The dilemma posed by consumer-focused devices in a blended world
Most of the problematic devices are designed primarily for consumer usage, and today that usage is biased toward unfettered sharing. Digital cameras (not just the ones built in to smartphones) often include geolocation stamps to help you remember where the picture was taken. More and more social networking apps, such as Foursquare and Facebook, track and publish your current location -- courtesy of your smartphone -- so that your online friends can know where you are, allowing impromptu get-togethers or a reminder from your spouse to pick up a carton of orange juice while you're at the grocery store. There's even an industry that uses the technology to track kids in case they get lost.
In the business world, such tracking has long been used to make sure delivery truck drivers aren't goofing off en route, such as swinging by a favorite bar or taking the gas- and time-consuming scenic route.
There are similar examples for the use of cameras and microphones: You can deposit a check at several banks by snapping a picture on your iPhone or Android, then sending in the image. You can buy products or compare prices by scanning bar codes via the built-in camera. You can sample music and get its name and a chance to buy the song or album via apps that tap into the bult-in microphone. You can record lectures for richer note-taking. And on and on.
But the same technology that brings benefts to some can bring dangers to others. Troop location is one such example. Stalking is another -- public geolocation makes that easier, too. Cameras and audio recording are great for spying uses, whether personal, business, or government.
First steps to managing multiple-user devices
So what to do? Educating users is the first step.
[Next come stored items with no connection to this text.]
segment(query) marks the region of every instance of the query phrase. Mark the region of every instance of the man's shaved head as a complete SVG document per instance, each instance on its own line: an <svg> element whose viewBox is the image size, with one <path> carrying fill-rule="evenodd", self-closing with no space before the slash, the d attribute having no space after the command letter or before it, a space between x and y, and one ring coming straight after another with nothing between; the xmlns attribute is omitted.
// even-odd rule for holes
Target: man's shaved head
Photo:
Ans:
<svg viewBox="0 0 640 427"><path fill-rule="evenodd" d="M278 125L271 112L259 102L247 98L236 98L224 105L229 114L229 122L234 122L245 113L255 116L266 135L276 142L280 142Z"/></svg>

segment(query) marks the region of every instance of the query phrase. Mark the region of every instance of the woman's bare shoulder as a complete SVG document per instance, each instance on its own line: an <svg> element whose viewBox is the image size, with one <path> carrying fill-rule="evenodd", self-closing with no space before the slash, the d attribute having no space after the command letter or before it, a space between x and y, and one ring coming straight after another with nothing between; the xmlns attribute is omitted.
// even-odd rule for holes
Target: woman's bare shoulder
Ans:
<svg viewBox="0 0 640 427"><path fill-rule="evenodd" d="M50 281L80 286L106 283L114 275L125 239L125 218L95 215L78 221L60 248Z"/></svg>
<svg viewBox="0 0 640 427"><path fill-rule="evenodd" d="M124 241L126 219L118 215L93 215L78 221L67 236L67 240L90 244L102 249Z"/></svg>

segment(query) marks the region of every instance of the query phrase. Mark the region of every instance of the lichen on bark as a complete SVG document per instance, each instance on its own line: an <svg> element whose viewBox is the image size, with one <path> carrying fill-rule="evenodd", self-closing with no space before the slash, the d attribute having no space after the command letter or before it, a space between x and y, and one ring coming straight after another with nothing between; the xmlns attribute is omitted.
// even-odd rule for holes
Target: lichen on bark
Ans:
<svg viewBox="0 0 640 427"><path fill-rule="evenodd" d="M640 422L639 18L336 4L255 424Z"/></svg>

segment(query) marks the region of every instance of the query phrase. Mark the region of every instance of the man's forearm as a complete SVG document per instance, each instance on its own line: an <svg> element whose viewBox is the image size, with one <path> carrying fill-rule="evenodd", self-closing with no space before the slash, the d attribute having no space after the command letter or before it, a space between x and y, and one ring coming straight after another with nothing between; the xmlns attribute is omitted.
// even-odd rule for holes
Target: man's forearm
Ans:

As I hear over and over again from security and IT pros, most people want to do the right thing -- they just don't know if they are and, if not, or how to do it.
The use of mobile management tools can help, as they can disable cameras and so forth on several popular devices. The catch is that the devices have to be actually managed -- a person who brings in a personal device and never accesses the corporate network won't ever get managed by IT's mobile management tool. Plus, even for managed devices, the tools today aren't sophisticated enough to, say, disallow use of the camera within the employer facilities but allow it elsewhere, to prevent only problematic photo-taking.